|
Texto Anterior | Próximo Texto | Índice
CARLOS HEITOR CONY
Mancha
RIO DE JANEIRO - Seria bom se não fosse verdade. De um ser humano, tudo se espera e, na atual fase da sociedade em que vivemos, o que se espera
de pior acaba acontecendo.
Jogar o livro sagrado dos muçulmanos no vaso sanitário e puxar a descarga, episódio que aconteceu em
Guantánamo, onde prisioneiros indesejáveis à "pax" norte-americana
vivem em regime de campo de concentração, seria inimaginável. Poderia parecer um delírio anticapitalista,
uma histeria contra os Estados Unidos, contra Bush.

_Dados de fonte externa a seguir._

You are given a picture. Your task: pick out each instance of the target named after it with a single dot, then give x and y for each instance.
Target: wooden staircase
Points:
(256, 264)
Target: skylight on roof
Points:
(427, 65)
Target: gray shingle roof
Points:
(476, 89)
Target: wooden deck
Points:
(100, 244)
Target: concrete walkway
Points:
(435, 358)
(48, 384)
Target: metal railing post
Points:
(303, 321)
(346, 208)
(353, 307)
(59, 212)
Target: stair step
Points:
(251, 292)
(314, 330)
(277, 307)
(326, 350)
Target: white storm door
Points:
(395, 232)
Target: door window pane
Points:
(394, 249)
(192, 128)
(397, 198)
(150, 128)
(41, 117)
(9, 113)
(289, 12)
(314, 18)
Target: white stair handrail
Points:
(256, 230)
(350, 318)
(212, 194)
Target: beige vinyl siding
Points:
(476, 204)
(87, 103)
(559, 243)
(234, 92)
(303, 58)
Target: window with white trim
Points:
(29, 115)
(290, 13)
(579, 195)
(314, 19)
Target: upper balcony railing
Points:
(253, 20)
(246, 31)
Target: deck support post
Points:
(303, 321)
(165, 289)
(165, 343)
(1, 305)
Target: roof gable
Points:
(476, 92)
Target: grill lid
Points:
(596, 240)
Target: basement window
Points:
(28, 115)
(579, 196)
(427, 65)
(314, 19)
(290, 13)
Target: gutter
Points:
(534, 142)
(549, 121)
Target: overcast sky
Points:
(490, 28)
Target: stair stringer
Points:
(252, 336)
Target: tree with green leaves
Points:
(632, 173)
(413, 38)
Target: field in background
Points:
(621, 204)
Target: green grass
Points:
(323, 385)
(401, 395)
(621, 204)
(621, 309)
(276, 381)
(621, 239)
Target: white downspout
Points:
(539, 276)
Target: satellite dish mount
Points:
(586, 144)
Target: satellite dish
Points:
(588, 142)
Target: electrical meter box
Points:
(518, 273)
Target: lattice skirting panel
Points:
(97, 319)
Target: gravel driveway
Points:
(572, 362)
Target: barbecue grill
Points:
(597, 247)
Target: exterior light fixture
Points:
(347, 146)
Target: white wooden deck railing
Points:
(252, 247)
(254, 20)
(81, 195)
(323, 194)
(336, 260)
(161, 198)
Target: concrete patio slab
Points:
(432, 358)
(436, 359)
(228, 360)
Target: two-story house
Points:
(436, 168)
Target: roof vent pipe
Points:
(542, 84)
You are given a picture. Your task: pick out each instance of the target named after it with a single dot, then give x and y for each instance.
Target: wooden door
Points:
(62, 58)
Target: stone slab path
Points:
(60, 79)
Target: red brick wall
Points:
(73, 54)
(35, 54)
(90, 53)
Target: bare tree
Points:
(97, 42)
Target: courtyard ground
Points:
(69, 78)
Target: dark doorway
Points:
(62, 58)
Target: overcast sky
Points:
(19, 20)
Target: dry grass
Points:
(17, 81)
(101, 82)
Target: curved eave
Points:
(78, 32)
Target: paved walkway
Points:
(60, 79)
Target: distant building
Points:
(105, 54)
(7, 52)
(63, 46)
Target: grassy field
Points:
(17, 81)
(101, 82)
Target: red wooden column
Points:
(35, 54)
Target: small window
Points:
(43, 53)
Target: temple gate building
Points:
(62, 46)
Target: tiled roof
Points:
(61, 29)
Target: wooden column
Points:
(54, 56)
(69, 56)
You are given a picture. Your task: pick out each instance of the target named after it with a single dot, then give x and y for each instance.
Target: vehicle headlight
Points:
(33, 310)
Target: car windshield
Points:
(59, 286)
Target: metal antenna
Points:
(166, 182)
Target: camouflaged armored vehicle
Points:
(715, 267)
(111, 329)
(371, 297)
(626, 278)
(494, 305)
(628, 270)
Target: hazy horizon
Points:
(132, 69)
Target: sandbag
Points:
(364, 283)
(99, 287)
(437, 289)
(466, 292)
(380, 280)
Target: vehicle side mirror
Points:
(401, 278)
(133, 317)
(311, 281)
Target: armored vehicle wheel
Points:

Nem Fidel Castro e Hugo Chávez,
nem mesmo Osama Bin Laden, que,
por motivos diferentes, esperam dos
norte-americanos as piores coisas,
poderiam acreditar na cena: o Alcorão, que, afinal, não passa de um livro, jogado no esgoto. Hitler queimava livros que contrariavam a ideologia e a prática do seu regime. Condenáveis que sejam as fogueiras nazistas, elas não chegavam a ser repugnantes como a estupidez agora cometida, não contra um livro qualquer,
mas contra o Alcorão, que, em si mesmo, em sua espécie de livro com páginas e letras, é um objeto sagrado para
imensa parcela da humanidade.
As cenas em que soldados norte-americanos maltratavam prisioneiros iraquianos, ainda recentemente,
horrorizaram o mundo. Pressionado
pela opinião pública mundial, o governo dos Estados Unidos puniu os
torturadores. O episódio de Guantánamo não chega a horrorizar, mas
enoja a consciência ocidental -que
tem de si mesma a imagem de uma
civilização superior.
Representante econômico e militar
mais poderoso e radical dessa civilização, fica difícil aos Estados Unidos
explicarem esse tipo de aviltamento
que alguns setores de sua sociedade
vêm praticando contra os muçulmanos. O atentado de 11 de Setembro
justifica e exige o combate ao terrorismo, mas não o deboche de um livro pelo qual milhões de crentes vivem e morrem.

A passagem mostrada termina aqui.